Paying £100 into an employee’s pension fund effectively costs the company only £75 due to the reduction in Corporation Tax payable, and, over time, the £100 investment can hopefully grow within the pension fund.
For further information on corporation tax rates, take a look at our ‘tax year changes’ article.
When can I start withdrawing from my pension fund?
Generally, you can start withdrawing from your pension fund at the age of 55. This can be used to help you retire early or to top up your income if you are still working. Again, you should take specialist advice on this, particularly if you plan to keep working while drawing a pension.
How much can I contribute to my employee’s pension scheme?
You can pay as much into your employee’s pension scheme as you like, subject to HMRC’s contribution limits and rules.
Your contributions will be tax-free as long as they do not exceed the annual allowance, which is currently capped at £60,000 (for the 2024/25 tax year). The amount that you pay must not exceed your company’s income for the year, as this could raise questions from HM Revenue and Customs as to whether the amount has actually come from your company’s trading.
Your annual allowance may be lower if:
- You have a high income
- You have flexibly accessed your pension pot.
Read more about the tax implications of paying into a pension scheme in this guide.
If you have a large amount that you would like to put into your employee pension scheme, then you may be able to take advantage of the carry-forward rule. This allows you to make use of annual allowances that have not been used in the previous three years, provided that the employee was a member of a registered pension scheme. If you would like to carry forward, you must first use your full annual allowance for the current tax year before using any unused allowances from the previous three years.
You should also take into account your lifetime allowance, which is a limit on the amount that can be withdrawn from your pension scheme through either lump sums, or through retirement income, without incurring extra tax. The lifetime allowance is currently £1,073,000 for the 2024/25 tax year.

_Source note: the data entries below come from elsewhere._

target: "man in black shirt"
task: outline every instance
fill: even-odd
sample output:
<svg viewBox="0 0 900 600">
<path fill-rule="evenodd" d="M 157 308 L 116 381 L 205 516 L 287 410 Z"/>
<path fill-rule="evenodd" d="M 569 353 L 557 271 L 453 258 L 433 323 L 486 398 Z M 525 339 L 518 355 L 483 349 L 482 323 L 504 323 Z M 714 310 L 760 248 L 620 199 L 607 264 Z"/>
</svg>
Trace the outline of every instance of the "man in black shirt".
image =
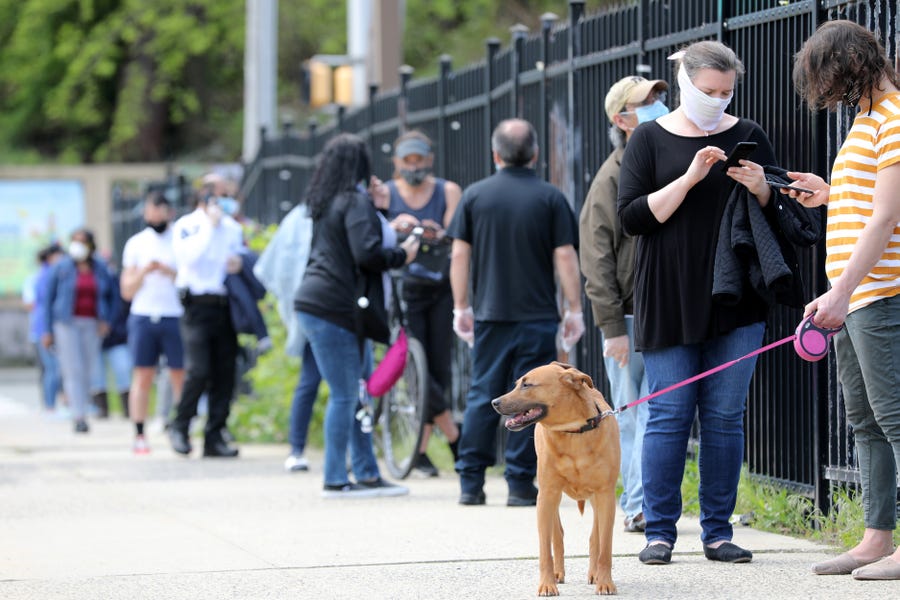
<svg viewBox="0 0 900 600">
<path fill-rule="evenodd" d="M 459 502 L 468 505 L 485 503 L 484 473 L 495 462 L 500 417 L 491 400 L 527 371 L 557 357 L 560 309 L 554 272 L 567 301 L 563 346 L 573 346 L 584 332 L 575 216 L 562 193 L 534 171 L 534 128 L 520 119 L 503 121 L 494 130 L 491 149 L 497 173 L 466 189 L 447 232 L 453 238 L 453 330 L 472 347 L 471 388 L 456 462 Z M 531 429 L 509 434 L 508 506 L 536 503 L 533 437 Z"/>
</svg>

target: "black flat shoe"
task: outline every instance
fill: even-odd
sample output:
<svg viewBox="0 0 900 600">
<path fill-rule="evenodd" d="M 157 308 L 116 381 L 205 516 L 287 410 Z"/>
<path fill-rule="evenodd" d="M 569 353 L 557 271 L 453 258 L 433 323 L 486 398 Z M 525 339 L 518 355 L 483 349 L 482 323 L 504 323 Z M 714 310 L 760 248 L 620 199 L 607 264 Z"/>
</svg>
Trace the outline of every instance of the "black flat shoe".
<svg viewBox="0 0 900 600">
<path fill-rule="evenodd" d="M 748 563 L 753 560 L 753 553 L 744 550 L 736 544 L 725 542 L 718 548 L 710 548 L 706 544 L 703 545 L 703 555 L 709 560 L 717 560 L 727 563 Z"/>
<path fill-rule="evenodd" d="M 169 442 L 172 444 L 172 450 L 178 454 L 186 455 L 191 453 L 191 440 L 188 437 L 187 431 L 175 429 L 174 427 L 170 428 Z"/>
<path fill-rule="evenodd" d="M 203 445 L 203 456 L 207 458 L 234 458 L 238 455 L 238 449 L 229 446 L 225 440 L 208 442 Z"/>
<path fill-rule="evenodd" d="M 535 486 L 516 491 L 509 491 L 506 498 L 507 506 L 536 506 L 538 489 Z"/>
<path fill-rule="evenodd" d="M 463 492 L 459 495 L 459 503 L 465 506 L 481 506 L 485 501 L 484 491 L 473 493 Z"/>
<path fill-rule="evenodd" d="M 672 562 L 672 549 L 665 544 L 650 544 L 638 554 L 645 565 L 667 565 Z"/>
</svg>

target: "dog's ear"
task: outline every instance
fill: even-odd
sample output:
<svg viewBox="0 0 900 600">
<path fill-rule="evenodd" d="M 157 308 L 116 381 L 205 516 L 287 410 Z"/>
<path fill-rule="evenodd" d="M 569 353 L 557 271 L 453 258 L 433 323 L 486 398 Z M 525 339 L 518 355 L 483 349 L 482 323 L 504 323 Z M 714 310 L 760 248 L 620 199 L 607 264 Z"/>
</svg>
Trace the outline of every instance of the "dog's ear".
<svg viewBox="0 0 900 600">
<path fill-rule="evenodd" d="M 550 364 L 551 364 L 551 365 L 556 365 L 557 367 L 559 367 L 559 368 L 561 368 L 561 369 L 574 369 L 574 368 L 575 368 L 575 367 L 573 367 L 573 366 L 570 365 L 570 364 L 566 364 L 566 363 L 564 363 L 564 362 L 559 362 L 558 360 L 554 360 L 554 361 L 553 361 L 552 363 L 550 363 Z"/>
<path fill-rule="evenodd" d="M 591 379 L 591 376 L 574 367 L 566 369 L 560 377 L 560 381 L 575 390 L 581 389 L 582 386 L 594 389 L 594 380 Z"/>
</svg>

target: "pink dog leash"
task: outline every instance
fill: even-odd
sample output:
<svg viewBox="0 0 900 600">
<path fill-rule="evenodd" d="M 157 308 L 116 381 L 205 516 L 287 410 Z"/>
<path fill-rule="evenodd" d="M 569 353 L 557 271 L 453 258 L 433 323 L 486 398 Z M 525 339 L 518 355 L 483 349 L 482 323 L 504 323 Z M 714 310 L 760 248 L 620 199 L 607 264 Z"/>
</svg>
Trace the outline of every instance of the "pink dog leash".
<svg viewBox="0 0 900 600">
<path fill-rule="evenodd" d="M 815 314 L 815 313 L 813 313 Z M 657 390 L 652 394 L 648 394 L 643 398 L 638 398 L 634 402 L 629 402 L 625 406 L 620 406 L 619 408 L 612 411 L 612 414 L 618 414 L 625 412 L 629 408 L 633 406 L 637 406 L 643 402 L 647 402 L 648 400 L 652 400 L 657 396 L 662 396 L 663 394 L 667 394 L 672 390 L 677 390 L 680 387 L 684 387 L 689 383 L 693 383 L 699 379 L 703 379 L 704 377 L 709 377 L 713 373 L 718 373 L 719 371 L 723 371 L 728 367 L 732 367 L 742 360 L 746 360 L 752 356 L 756 356 L 757 354 L 762 354 L 763 352 L 768 352 L 772 348 L 777 348 L 783 344 L 787 344 L 790 341 L 794 342 L 794 350 L 800 356 L 800 358 L 814 362 L 820 360 L 828 354 L 828 342 L 831 340 L 831 337 L 841 330 L 841 327 L 837 329 L 828 329 L 825 327 L 819 327 L 813 322 L 813 315 L 809 315 L 800 321 L 800 324 L 797 325 L 797 330 L 786 338 L 782 338 L 777 342 L 772 342 L 771 344 L 765 345 L 762 348 L 758 348 L 749 354 L 745 354 L 740 358 L 736 358 L 734 360 L 730 360 L 727 363 L 721 364 L 717 367 L 713 367 L 708 371 L 704 371 L 699 375 L 694 375 L 684 381 L 679 381 L 678 383 L 674 383 L 667 388 L 663 388 L 661 390 Z"/>
</svg>

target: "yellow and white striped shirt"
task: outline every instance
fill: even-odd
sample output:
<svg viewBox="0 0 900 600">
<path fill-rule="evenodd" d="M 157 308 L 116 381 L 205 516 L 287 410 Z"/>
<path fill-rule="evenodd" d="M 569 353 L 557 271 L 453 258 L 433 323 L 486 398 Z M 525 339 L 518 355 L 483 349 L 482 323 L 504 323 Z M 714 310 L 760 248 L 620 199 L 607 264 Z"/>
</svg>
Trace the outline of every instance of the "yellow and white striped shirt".
<svg viewBox="0 0 900 600">
<path fill-rule="evenodd" d="M 831 171 L 825 272 L 833 284 L 847 267 L 872 216 L 875 177 L 900 162 L 900 92 L 887 94 L 853 121 Z M 900 190 L 894 190 L 900 194 Z M 900 223 L 872 270 L 850 297 L 850 312 L 900 294 Z"/>
</svg>

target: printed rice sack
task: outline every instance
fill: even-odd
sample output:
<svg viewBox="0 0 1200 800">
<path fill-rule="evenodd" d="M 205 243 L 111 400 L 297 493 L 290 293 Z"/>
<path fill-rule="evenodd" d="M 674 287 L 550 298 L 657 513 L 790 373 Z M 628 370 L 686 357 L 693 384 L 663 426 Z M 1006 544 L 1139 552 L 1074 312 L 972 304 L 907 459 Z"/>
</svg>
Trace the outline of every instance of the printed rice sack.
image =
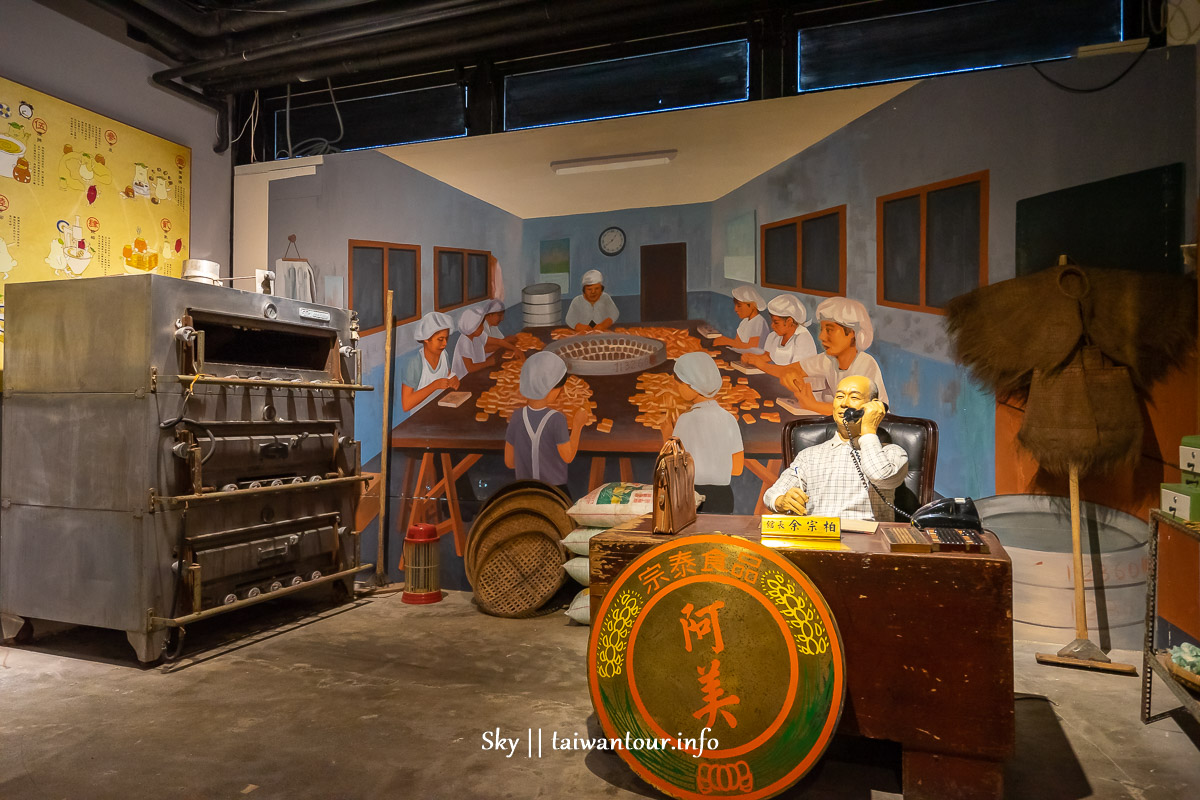
<svg viewBox="0 0 1200 800">
<path fill-rule="evenodd" d="M 572 622 L 578 622 L 580 625 L 592 624 L 592 596 L 588 589 L 581 589 L 579 594 L 575 595 L 575 599 L 566 610 L 566 615 Z"/>
<path fill-rule="evenodd" d="M 585 556 L 576 556 L 563 564 L 563 569 L 571 576 L 571 580 L 576 583 L 581 583 L 584 586 L 588 585 L 590 576 L 588 575 L 588 560 Z"/>
<path fill-rule="evenodd" d="M 611 528 L 627 519 L 649 514 L 654 487 L 647 483 L 606 483 L 587 493 L 567 511 L 576 525 Z"/>
<path fill-rule="evenodd" d="M 588 554 L 588 542 L 597 533 L 604 533 L 604 528 L 576 528 L 563 537 L 563 547 L 577 556 Z"/>
</svg>

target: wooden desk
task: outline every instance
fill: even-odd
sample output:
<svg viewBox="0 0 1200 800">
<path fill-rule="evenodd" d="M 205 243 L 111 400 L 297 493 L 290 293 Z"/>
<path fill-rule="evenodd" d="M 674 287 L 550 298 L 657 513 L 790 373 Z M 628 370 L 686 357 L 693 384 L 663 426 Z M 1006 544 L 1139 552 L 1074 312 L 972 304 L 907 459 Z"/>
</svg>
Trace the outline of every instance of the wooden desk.
<svg viewBox="0 0 1200 800">
<path fill-rule="evenodd" d="M 666 327 L 687 328 L 692 335 L 697 336 L 697 328 L 701 323 L 697 320 L 684 322 L 655 322 L 646 324 L 630 324 L 629 328 Z M 543 343 L 550 342 L 552 328 L 530 328 L 528 333 L 540 338 Z M 709 350 L 720 350 L 721 358 L 731 363 L 741 358 L 741 354 L 728 348 L 716 348 L 709 340 L 702 341 Z M 503 362 L 498 362 L 503 363 Z M 647 372 L 670 373 L 673 368 L 671 361 L 661 364 Z M 458 510 L 458 498 L 454 495 L 454 480 L 445 480 L 446 474 L 457 478 L 479 460 L 483 453 L 503 452 L 504 433 L 508 420 L 497 414 L 491 415 L 486 422 L 477 422 L 478 412 L 476 401 L 487 389 L 495 385 L 491 373 L 498 366 L 488 367 L 471 373 L 463 379 L 459 387 L 462 391 L 471 392 L 471 399 L 458 408 L 444 408 L 436 400 L 414 413 L 408 419 L 392 429 L 391 446 L 409 457 L 403 473 L 401 484 L 401 509 L 396 519 L 407 530 L 412 522 L 420 521 L 435 505 L 436 499 L 445 497 L 448 501 L 450 519 L 438 523 L 439 534 L 453 531 L 456 549 L 462 554 L 465 543 L 465 530 Z M 604 482 L 605 458 L 618 456 L 621 458 L 621 480 L 633 481 L 632 455 L 657 453 L 662 447 L 662 435 L 656 428 L 649 428 L 638 422 L 635 417 L 637 408 L 629 402 L 629 397 L 637 392 L 637 379 L 640 373 L 627 375 L 588 375 L 585 380 L 592 387 L 592 400 L 596 403 L 596 418 L 613 420 L 610 433 L 600 433 L 594 425 L 584 429 L 579 442 L 580 457 L 590 457 L 591 479 L 590 487 L 595 488 Z M 746 378 L 748 385 L 755 389 L 762 400 L 776 400 L 780 397 L 791 397 L 783 389 L 779 380 L 770 375 L 744 375 L 737 370 L 726 370 L 733 382 Z M 761 402 L 761 401 L 760 401 Z M 776 405 L 774 408 L 760 407 L 755 413 L 759 417 L 764 410 L 777 411 L 780 415 L 779 424 L 759 420 L 747 424 L 738 417 L 738 425 L 742 429 L 742 442 L 745 446 L 746 469 L 765 483 L 763 488 L 774 483 L 779 476 L 783 464 L 780 461 L 783 452 L 780 436 L 784 423 L 796 419 Z M 457 461 L 455 461 L 457 459 Z M 756 460 L 761 459 L 761 461 Z M 414 469 L 414 463 L 417 465 Z M 443 477 L 438 477 L 439 469 Z M 650 476 L 643 476 L 645 481 Z M 759 491 L 761 498 L 762 491 Z M 409 498 L 415 498 L 410 502 Z M 760 500 L 761 505 L 761 500 Z M 758 511 L 763 511 L 759 508 Z"/>
<path fill-rule="evenodd" d="M 688 533 L 759 539 L 750 516 L 701 514 Z M 621 569 L 666 537 L 648 519 L 591 541 L 593 619 Z M 908 800 L 1000 798 L 1013 751 L 1012 564 L 989 555 L 892 553 L 881 534 L 840 550 L 781 548 L 825 596 L 846 650 L 838 732 L 904 748 Z"/>
</svg>

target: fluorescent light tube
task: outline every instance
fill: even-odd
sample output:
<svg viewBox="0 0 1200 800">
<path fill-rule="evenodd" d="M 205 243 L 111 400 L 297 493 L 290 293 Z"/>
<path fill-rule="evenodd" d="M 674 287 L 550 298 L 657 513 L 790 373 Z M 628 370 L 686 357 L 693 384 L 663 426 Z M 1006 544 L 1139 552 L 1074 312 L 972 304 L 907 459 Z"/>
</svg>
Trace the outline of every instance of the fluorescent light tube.
<svg viewBox="0 0 1200 800">
<path fill-rule="evenodd" d="M 577 172 L 606 172 L 613 169 L 653 167 L 659 164 L 669 164 L 678 154 L 678 150 L 651 150 L 646 153 L 572 158 L 566 161 L 551 161 L 550 169 L 554 170 L 557 175 L 572 175 Z"/>
</svg>

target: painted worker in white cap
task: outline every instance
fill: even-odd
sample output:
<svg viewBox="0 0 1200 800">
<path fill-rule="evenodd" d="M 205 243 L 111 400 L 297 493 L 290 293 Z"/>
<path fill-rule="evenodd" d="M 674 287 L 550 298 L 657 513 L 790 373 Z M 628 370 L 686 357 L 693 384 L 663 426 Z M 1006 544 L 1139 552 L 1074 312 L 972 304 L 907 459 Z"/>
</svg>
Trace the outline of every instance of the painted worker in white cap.
<svg viewBox="0 0 1200 800">
<path fill-rule="evenodd" d="M 513 344 L 512 337 L 505 336 L 498 327 L 500 321 L 504 319 L 504 303 L 495 299 L 488 300 L 480 310 L 483 311 L 483 335 L 487 341 L 484 349 L 488 353 L 508 350 L 513 357 L 524 358 L 525 354 L 521 352 L 521 348 Z"/>
<path fill-rule="evenodd" d="M 738 324 L 737 335 L 732 339 L 728 336 L 718 336 L 713 339 L 713 344 L 717 347 L 732 347 L 735 350 L 762 347 L 771 332 L 771 327 L 762 315 L 767 302 L 758 290 L 749 284 L 735 287 L 732 295 L 733 312 L 742 320 Z"/>
<path fill-rule="evenodd" d="M 504 433 L 504 465 L 517 473 L 517 480 L 535 480 L 567 491 L 567 465 L 579 452 L 579 437 L 587 423 L 588 409 L 580 408 L 571 419 L 550 408 L 567 382 L 566 362 L 557 353 L 534 353 L 521 367 L 521 394 L 529 405 L 513 412 Z"/>
<path fill-rule="evenodd" d="M 866 306 L 848 297 L 829 297 L 817 306 L 817 321 L 824 352 L 794 364 L 782 379 L 796 401 L 809 411 L 828 416 L 833 413 L 838 384 L 850 375 L 862 375 L 878 387 L 879 400 L 887 403 L 883 373 L 866 352 L 875 338 Z"/>
<path fill-rule="evenodd" d="M 684 353 L 675 359 L 679 396 L 692 407 L 679 415 L 674 430 L 662 428 L 663 441 L 672 435 L 683 442 L 696 468 L 696 491 L 704 495 L 706 514 L 732 514 L 730 479 L 742 474 L 745 450 L 737 417 L 717 403 L 721 372 L 708 353 Z"/>
<path fill-rule="evenodd" d="M 579 333 L 606 331 L 617 321 L 617 304 L 604 291 L 604 276 L 598 269 L 583 273 L 583 294 L 567 308 L 567 327 Z"/>
<path fill-rule="evenodd" d="M 483 309 L 475 306 L 464 311 L 458 318 L 458 329 L 461 333 L 454 344 L 454 358 L 450 361 L 450 371 L 461 381 L 472 372 L 491 366 L 492 358 L 487 354 Z"/>
<path fill-rule="evenodd" d="M 446 343 L 454 321 L 440 311 L 430 311 L 417 323 L 421 346 L 405 356 L 400 365 L 400 407 L 416 411 L 443 389 L 457 389 L 458 378 L 450 371 Z"/>
<path fill-rule="evenodd" d="M 771 315 L 771 332 L 763 342 L 765 353 L 747 353 L 742 360 L 769 375 L 782 378 L 787 367 L 816 355 L 817 346 L 804 325 L 808 311 L 794 294 L 781 294 L 767 303 Z"/>
</svg>

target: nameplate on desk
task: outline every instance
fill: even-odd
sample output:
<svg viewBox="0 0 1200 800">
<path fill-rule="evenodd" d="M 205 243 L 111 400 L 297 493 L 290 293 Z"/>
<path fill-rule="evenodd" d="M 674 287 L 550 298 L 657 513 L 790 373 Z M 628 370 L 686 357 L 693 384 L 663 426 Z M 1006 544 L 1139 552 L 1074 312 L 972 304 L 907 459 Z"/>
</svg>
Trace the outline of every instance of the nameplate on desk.
<svg viewBox="0 0 1200 800">
<path fill-rule="evenodd" d="M 837 517 L 763 514 L 762 534 L 775 538 L 841 539 L 842 521 Z"/>
</svg>

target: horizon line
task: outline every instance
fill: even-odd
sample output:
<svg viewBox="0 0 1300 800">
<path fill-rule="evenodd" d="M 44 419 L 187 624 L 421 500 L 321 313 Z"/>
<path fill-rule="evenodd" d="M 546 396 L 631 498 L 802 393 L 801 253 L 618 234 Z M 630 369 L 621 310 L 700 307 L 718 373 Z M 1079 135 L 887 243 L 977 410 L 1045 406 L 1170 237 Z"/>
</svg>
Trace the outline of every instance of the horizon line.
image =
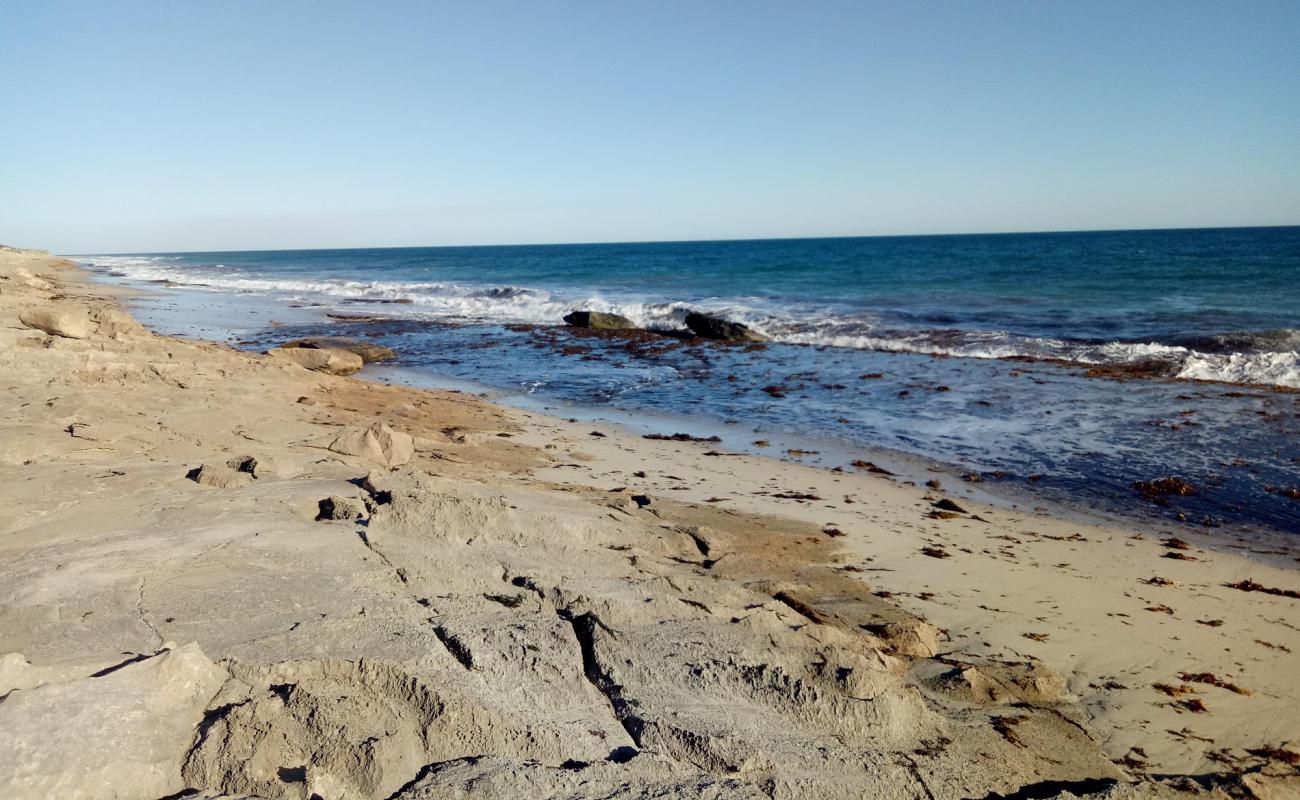
<svg viewBox="0 0 1300 800">
<path fill-rule="evenodd" d="M 1160 232 L 1179 232 L 1179 231 L 1234 231 L 1234 230 L 1267 230 L 1273 228 L 1300 228 L 1300 223 L 1289 223 L 1280 225 L 1195 225 L 1190 227 L 1175 228 L 1085 228 L 1085 229 L 1068 229 L 1068 230 L 1025 230 L 1025 231 L 953 231 L 947 233 L 866 233 L 866 234 L 841 234 L 830 236 L 739 236 L 724 238 L 704 238 L 704 239 L 627 239 L 627 240 L 607 240 L 607 241 L 573 241 L 573 242 L 514 242 L 514 243 L 486 243 L 479 242 L 475 244 L 413 244 L 413 245 L 352 245 L 348 247 L 271 247 L 271 248 L 248 248 L 237 250 L 133 250 L 118 251 L 115 253 L 108 252 L 85 252 L 85 253 L 54 253 L 54 255 L 64 258 L 76 256 L 118 256 L 118 255 L 170 255 L 177 253 L 288 253 L 297 251 L 311 250 L 433 250 L 438 248 L 467 248 L 467 247 L 596 247 L 607 245 L 640 245 L 640 244 L 720 244 L 727 242 L 795 242 L 795 241 L 818 241 L 834 239 L 926 239 L 926 238 L 944 238 L 958 236 L 1051 236 L 1066 234 L 1089 234 L 1089 233 L 1160 233 Z"/>
</svg>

As stated earlier, you should seek advice from a pensions expert who can properly assess your situation. Crunch has partnered with Hargreaves Lansdown, which offers a range of financial services to support you in making the best decision for your future.
How can you record company pension contributions in Crunch?
We’ve written a handy knowledge article about making pension contributions through your limited company.
If you want to make payments to a pension fund through your limited company, then the actual amount you contribute should be recorded. So if you contribute £40,000 into a pension fund from your company, that’s the amount you record as an expense, which reduces the amount of Corporation Tax your company pays. This should be recorded in the Crunch system as an expense under Employee Costs - Pension Scheme Contributions.